The original whiteboard advertisements and videos were genuinely made by recording someone drawing on a whiteboard in real-time and speeding it up. Today, whiteboard videos are done completely digitally, but they still maintain a lot of their original appearance.
The charm of a successful whiteboard animation comes from keeping things as traditional as possible while still managing to use the new modern digital tools available to create something interesting, unique and exciting. In order to properly execute a whiteboard animation, you need to know how to balance the traditional aspects of them that make them what they are with innovative creativity and ideas. Here’s how to pull this difficult balance off flawlessly.
Keep the Essential Aspects
The basic elements behind a whiteboard animation should still be kept within
- The moving hand.
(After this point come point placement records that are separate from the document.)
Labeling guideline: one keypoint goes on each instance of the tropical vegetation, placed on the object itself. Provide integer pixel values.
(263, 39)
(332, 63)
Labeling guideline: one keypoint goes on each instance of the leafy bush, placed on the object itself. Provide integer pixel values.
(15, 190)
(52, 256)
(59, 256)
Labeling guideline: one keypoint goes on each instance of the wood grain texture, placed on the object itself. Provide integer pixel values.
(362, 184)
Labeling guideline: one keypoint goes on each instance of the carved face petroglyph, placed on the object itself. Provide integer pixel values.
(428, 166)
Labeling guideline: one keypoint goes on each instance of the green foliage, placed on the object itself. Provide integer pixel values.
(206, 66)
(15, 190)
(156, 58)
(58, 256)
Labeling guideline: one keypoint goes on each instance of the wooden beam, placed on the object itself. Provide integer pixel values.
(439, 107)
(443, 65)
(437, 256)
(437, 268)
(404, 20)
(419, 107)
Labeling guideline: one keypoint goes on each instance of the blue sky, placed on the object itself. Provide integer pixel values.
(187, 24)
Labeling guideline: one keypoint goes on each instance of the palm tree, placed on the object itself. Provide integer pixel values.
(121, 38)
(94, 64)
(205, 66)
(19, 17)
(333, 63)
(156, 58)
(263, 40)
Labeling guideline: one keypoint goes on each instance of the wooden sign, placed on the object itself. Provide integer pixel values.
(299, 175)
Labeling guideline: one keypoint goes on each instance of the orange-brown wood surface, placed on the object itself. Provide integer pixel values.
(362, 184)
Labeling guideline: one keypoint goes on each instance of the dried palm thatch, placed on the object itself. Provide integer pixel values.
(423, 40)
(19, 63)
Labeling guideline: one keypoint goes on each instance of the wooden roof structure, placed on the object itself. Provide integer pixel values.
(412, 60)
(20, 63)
This is essentially the most crucial aspect of the whiteboard animation. It shows someone believably drawing out pictures and characters, building a world a crafting a story right before the eyes of an audience. Without the hand moving around a drawing with markers, it’s no longer a whiteboard animation - just an animation
- The drawings. These drawings need to look realistic for the medium being used. Someone is drawing on a whiteboard in the video, and therefore the resulting drawings should match up with that. This isn’t to say you always need to have the hand in the picture when drawing - take, for example, the amazing whiteboard video by Oxfam from 2014 - but most of the time, a drawing should be accompanied by the aforementioned moving hand.
- The whiteboard. What’s a whiteboard animation without a whiteboard? Of course, some believe that it’s a fine idea to swap the whiteboard background to a different plain color. Do note that most are of the belief that changing the whiteboard to a different background color ruins the original intention of a whiteboard animation altogether. In the end, that decision is up to you.
- The style. This isn’t to say that you should stick to one boring formula. Instead, it’s to keep in mind that you’re working with a particular “genre” of animation and should try to stick with it. Watch any whiteboard explainer video and you’ll know exactly what we mean by this. The aforementioned three essential aspects work together to create an easily recognizable style, and this is what makes an animated video a whiteboard animation.
Add Pops of Color
Traditional whiteboard animations were usually just one color: a black marker scribbling away on a white background. But it doesn’t have to be like that anymore! While you certainly shouldn’t overpower the video with too much color, a subtle pop of color here and there can draw attention to certain areas. The appearance of a few colored spots in a largely black-and-white landscape will capture the attention of an audience. A great example is Coca Cola’s fantastic ad campaign in 2010.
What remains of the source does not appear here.